Skip to content

Visualize Speech

Open in Colab

Speech analysis is the process of breaking an audio signal down into representations that reveal what is being said and how it is being said. In this example we take a single sentence and walk through four increasingly rich views of it: the raw waveform, a spectrogram, MFCCs, and a pitch track. Each step uses a small set of pyvoicebox functions, so you can see exactly how the pieces fit together.

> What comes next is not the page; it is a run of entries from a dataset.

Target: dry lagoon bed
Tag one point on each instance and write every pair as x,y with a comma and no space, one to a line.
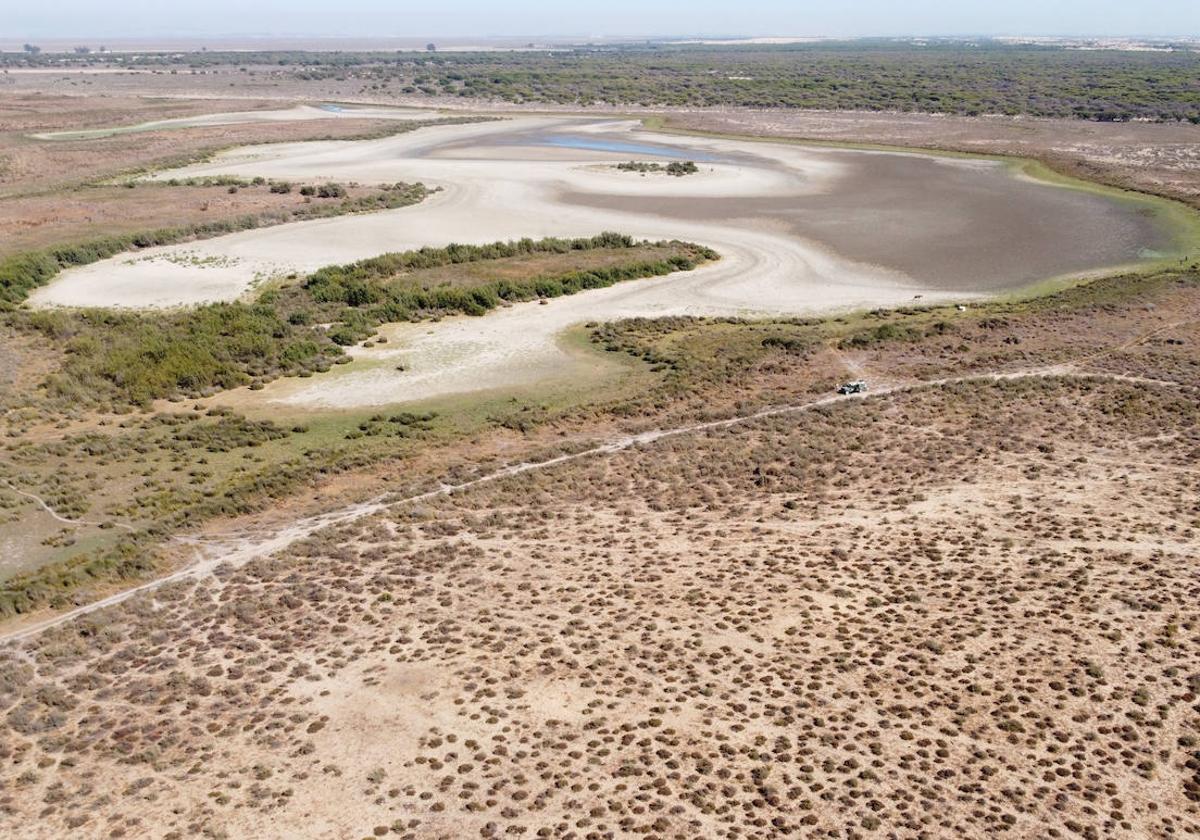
799,231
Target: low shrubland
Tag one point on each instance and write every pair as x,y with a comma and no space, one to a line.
131,359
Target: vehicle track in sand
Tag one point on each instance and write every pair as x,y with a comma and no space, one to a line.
219,551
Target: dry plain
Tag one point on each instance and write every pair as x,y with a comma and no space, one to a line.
963,605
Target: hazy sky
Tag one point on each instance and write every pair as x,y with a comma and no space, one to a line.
141,18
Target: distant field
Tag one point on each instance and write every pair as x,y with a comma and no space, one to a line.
945,77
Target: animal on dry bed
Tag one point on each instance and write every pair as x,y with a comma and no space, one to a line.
966,611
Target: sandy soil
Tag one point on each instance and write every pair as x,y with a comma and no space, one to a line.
954,633
964,231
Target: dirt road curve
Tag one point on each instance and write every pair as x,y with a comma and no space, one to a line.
215,552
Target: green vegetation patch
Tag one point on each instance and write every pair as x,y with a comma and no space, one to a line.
22,274
677,168
120,359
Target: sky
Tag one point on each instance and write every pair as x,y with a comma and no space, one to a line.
597,18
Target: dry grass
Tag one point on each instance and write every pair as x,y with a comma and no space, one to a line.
959,611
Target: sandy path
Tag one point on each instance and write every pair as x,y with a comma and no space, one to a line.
238,550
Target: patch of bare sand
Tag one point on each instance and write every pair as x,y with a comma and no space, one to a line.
523,178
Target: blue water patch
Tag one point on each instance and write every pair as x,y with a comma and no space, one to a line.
619,147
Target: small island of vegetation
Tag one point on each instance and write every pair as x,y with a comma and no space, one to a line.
677,168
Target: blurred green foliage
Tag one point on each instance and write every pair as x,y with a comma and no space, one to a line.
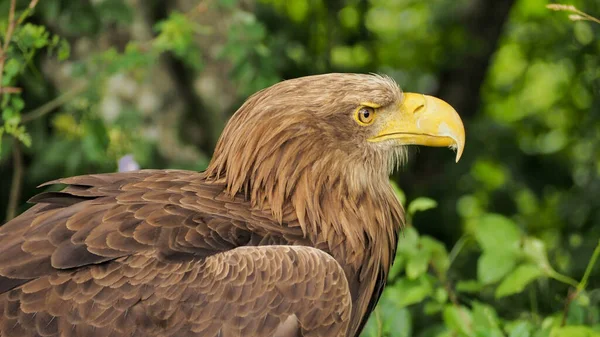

The audio clip is CMU Arctic arctic_a0001.wav from speaker bdl - a recording of the sentence:

"Author of the danger trail, Philip Steels, etc."


Waveform

A waveform is the most direct representation of sound: amplitude on the vertical axis, time on the horizontal axis. It tells you when sound energy is present, but not much about which frequencies are involved.

import numpy as np
import soundfile as sf
import matplotlib.pyplot as plt

signal, fs = sf.read("arctic_a0001.wav")
duration = len(signal) / fs

t = np.arange(len(signal)) / fs

fig, ax = plt.subplots(figsize=(10, 2.5))
ax.plot(t, signal, linewidth=0.3, color="#3f51b5")
ax.set_xlabel("Time (s)")
ax.set_ylabel("Amplitude")
ax.set_title("Speech waveform")
ax.set_xlim(0, duration)
plt.tight_layout()
plt.show()

Waveform

A few things to notice:

  • Voiced regions (the vowels in "Author", "danger", "trail") show large, periodic oscillations - these are produced by vibrating vocal folds.
  • Pauses and stop consonants appear as near-silent gaps (for example, the brief closure before the "t" in "trail").
  • The overall amplitude envelope gives a rough idea of syllable boundaries, but to see what frequencies are active you need a spectrogram.

Spectrogram

A spectrogram shows how the frequency content of a signal changes over time. It is computed by taking the Short-Time Fourier Transform (STFT): you slide a window across the signal, compute an FFT on each windowed segment, and stack the resulting magnitude spectra side by side.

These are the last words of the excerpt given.